Search code examples
kettlepentaho-data-integrationpdi

PDI - Check data types of field


I'm trying to create a transformation read csv files and check data types for each field in that csv.

Like this : the standard field A should string(1) character and field B is integer/number.

And what I want is to check/validate: If A not string(1) then set Status = Not Valid also if B not a integer/number to. Then all file with status Not Valid will be moved to error folder.

I know I can use Data Validator to do it, but how to move the file with that status? I can't find any step to do it.


Solution

  • You can do same as in this question. Once read use the Group by to have one flag per file. However, this time you cannot do it in one transform, you should use a job.

    Your use case is in the samples that was shipped with your PDI distribution. The sample is in the folder your-PDI/samples/jobs/run_all. Open the Run all sample transformations.kjb and replace the Filter 2 of the Get Files - Get all transformations.ktr by your logic which includes a Group by to have one status per file and not one status per row.
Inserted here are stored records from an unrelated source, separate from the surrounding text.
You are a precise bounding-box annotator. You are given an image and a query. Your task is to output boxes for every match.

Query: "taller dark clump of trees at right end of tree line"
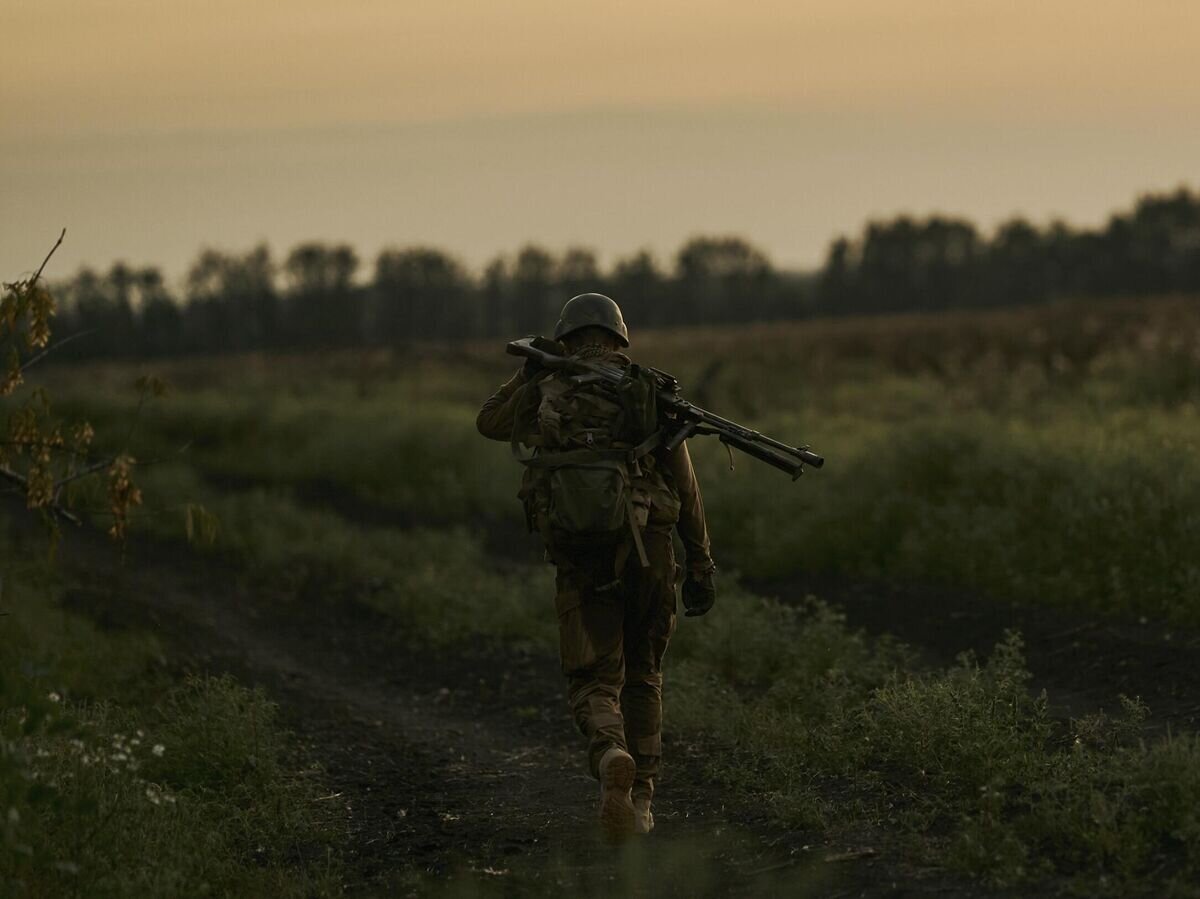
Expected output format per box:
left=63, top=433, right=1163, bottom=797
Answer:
left=811, top=188, right=1200, bottom=314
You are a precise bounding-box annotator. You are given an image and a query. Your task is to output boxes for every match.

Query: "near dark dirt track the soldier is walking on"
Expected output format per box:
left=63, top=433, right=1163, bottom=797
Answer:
left=60, top=539, right=978, bottom=897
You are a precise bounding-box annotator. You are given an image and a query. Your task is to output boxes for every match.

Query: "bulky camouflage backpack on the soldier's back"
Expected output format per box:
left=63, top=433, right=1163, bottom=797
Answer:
left=514, top=353, right=660, bottom=568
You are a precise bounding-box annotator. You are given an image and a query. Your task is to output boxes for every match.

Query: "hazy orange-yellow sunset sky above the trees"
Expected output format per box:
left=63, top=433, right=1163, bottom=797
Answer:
left=0, top=0, right=1200, bottom=280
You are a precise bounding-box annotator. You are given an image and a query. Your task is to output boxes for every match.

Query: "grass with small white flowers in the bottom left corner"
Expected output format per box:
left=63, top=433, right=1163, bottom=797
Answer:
left=0, top=515, right=341, bottom=898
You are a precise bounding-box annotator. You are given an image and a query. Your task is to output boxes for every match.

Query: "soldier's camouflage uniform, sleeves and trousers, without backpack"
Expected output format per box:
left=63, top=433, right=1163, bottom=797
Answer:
left=476, top=371, right=713, bottom=799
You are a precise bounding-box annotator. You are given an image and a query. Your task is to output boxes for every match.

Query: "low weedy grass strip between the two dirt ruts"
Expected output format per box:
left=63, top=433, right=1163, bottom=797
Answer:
left=60, top=458, right=1200, bottom=895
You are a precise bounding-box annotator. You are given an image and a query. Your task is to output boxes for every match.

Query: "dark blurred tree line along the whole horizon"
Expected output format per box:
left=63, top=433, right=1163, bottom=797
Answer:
left=49, top=188, right=1200, bottom=358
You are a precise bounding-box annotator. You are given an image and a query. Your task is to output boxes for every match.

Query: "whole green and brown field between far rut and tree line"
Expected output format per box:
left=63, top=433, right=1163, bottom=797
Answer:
left=58, top=294, right=1200, bottom=625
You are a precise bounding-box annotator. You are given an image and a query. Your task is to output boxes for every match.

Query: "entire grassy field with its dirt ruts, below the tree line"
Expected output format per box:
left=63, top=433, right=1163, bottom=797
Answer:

    In case you wonder why you need such a complex logic for such a task, remember that the PDI starts all the steps of a transformation at the same time. That's its great power, but you do not know if you have to move the file before every row has been processed.

    Alternatively, you have the quick and dirty solution of your similar question. Change the filter row by a type check, and the final Synchronize after merge by a Process File/Move

    And a final advice: instead of checking the type with a Data validator, which is a good solution in itself, you may use a Javascript like there. It is more flexible if you need maintenance on the long run.